If there’s a director around who understands both the horrors of war and how to entertain a family, It’s Steven Spielberg. His War Horse is as fine a family film as you’ll find – even as it doesn’t flinch from its darker moments.
War Horse is the story of Joey, a beautiful thoroughbred, Albert Narracott [Jeremy Irvine], the boy who raised and trained him from the moment his tenant-farmer father [Ted Mullen] bought him for far too much money.
The film follows Albert as he does that training – including plow work on the farm’s rockiest quarter – but stays with Joey once he is sold to a British World War I cavalry officer and throughout his adventures during the war. Following his only cavalry charge, Joey finds himself hauling German weapons before being appropriated by two young brothers – German soldiers who make hard choices with appropriate consequences. From there, Joey encounters an ailing French girl named Emilie [Celine Buckens], before being once again appropriated by the Germans.
In the meantime, Albert has reached the age of majority and joined the British army and is slogging along in the bitter trench warfare in France. Despite being injured, his spirits rise when he hears of ‘a miraculous horse’ [Joey, whom we’ve seen bolt into no man’s land – leading to one of those encounters between enemy soldiers that would seem orchestrated if similar encounters weren’t a matter of record].
There’s a lot more than that going on, of course – from the Narracotts’ landlord coveting Joey, to the two enemy soldiers who find themselves in a truce in no man’s land, to lives of all the people Joey touches in passing.
Despite not showing any blood or viscera, Spielberg uses panoramic shots of battlefields, post-battle, to show the cost of war as effectively as the story requires to make the contras between the joy that Joey and Albert foster within each other – and that Joey fosters in some of the people whose lives he touches, however briefly.
The film’s supporting cast is superb, too – from Niels Arstrup [Emilie’s grandfather] and Laim Cunningham [the army doctor who treats Albert’s injuries] to Emily Watson [Albert’s mother, Rose] and Hinnerk Schonemann [the German soldier in No Man’s Land]. Even the smallest roles are filled by actors who are working at top form. Celine Buckens is particularly luminous and I think she just might have a big future in acting.
The cinematography – by the superb Janusz Kaminski [Saving Private Ryan, Minority Report], is beautiful and horrifying in turn, and it’s easy to see the influence of mythic directors like John Ford on Spielberg’s work. It’s easy to see why Spielberg and Kaminski work together so often [Spielberg’s last several live-action films] – they have a similar sensibility and ability to capture essence of a scene.

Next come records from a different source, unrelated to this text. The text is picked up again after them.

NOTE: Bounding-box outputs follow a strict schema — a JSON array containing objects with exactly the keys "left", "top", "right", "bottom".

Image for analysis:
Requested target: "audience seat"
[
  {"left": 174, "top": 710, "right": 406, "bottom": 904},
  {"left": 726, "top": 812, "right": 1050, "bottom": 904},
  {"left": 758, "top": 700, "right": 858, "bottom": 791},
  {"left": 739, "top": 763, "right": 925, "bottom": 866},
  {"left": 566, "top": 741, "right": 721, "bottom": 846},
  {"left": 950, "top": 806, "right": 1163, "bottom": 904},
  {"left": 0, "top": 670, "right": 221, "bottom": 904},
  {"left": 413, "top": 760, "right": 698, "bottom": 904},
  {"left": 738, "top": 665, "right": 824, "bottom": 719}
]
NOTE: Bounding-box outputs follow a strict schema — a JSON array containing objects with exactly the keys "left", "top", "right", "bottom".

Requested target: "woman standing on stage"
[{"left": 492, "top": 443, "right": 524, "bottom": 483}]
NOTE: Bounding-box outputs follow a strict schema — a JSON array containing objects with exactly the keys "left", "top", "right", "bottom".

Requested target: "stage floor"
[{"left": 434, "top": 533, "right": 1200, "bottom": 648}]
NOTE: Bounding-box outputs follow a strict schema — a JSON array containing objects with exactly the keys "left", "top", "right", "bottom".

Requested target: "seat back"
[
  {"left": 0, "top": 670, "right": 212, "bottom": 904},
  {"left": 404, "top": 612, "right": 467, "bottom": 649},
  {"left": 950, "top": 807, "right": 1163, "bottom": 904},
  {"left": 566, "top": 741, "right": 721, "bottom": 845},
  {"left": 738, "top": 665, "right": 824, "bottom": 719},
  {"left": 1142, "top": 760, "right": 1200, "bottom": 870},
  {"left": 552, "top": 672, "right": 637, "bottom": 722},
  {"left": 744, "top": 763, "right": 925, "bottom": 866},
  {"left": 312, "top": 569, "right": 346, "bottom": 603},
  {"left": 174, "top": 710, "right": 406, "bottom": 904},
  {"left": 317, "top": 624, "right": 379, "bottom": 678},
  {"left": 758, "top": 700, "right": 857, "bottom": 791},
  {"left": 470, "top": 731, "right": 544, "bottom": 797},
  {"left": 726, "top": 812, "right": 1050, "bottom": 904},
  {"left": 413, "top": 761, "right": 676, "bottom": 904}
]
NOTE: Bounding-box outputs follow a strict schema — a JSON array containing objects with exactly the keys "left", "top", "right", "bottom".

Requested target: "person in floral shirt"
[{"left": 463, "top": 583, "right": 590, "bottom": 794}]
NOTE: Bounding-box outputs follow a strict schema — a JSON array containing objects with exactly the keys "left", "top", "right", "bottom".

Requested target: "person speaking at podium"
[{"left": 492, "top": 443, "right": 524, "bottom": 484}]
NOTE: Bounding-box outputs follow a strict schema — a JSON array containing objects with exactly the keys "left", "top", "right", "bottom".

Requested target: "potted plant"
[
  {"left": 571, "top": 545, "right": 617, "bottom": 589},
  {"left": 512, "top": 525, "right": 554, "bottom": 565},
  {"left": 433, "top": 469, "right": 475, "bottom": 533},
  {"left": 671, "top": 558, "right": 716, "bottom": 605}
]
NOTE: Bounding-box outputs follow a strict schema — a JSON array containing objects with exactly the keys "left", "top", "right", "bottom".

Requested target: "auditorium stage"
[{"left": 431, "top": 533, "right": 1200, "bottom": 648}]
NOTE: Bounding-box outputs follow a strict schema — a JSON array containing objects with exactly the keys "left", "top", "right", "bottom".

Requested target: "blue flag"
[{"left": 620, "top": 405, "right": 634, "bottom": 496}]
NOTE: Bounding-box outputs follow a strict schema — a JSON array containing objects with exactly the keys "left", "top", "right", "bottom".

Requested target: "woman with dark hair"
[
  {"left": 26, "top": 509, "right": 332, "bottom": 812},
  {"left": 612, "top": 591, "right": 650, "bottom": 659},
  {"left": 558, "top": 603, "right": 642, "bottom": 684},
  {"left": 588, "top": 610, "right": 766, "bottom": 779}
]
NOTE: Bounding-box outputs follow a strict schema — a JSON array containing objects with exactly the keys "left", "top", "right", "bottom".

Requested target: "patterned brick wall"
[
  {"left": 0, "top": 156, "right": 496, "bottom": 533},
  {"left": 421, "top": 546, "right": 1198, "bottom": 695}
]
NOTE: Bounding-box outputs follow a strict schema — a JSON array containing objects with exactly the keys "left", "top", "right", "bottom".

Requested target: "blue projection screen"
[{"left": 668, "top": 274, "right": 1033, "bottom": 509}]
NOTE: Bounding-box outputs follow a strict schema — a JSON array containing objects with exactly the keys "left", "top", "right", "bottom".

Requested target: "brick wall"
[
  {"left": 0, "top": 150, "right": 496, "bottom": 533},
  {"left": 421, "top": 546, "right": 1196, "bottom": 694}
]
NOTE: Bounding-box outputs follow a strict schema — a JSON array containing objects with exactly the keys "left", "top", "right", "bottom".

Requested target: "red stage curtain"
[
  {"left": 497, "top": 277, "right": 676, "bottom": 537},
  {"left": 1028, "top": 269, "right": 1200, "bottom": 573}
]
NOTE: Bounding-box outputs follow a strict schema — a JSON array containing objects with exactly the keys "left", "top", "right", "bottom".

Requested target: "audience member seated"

War Horse would be one of the year’s best films if not for one thing: John Williams’ overbearing score. Even over something as apparently simple a sunset, Williams’ score swells to a ridiculous volume as if shouting, ‘THIS IS BEAUTIFUL!!! PAY ATTENTION!!!’ It’s a shame that he has to be so overt – and that Spielberg goes along with him so easily – especially when you consider how playful and occasionally delicate his score is in The Adventures of Tintin.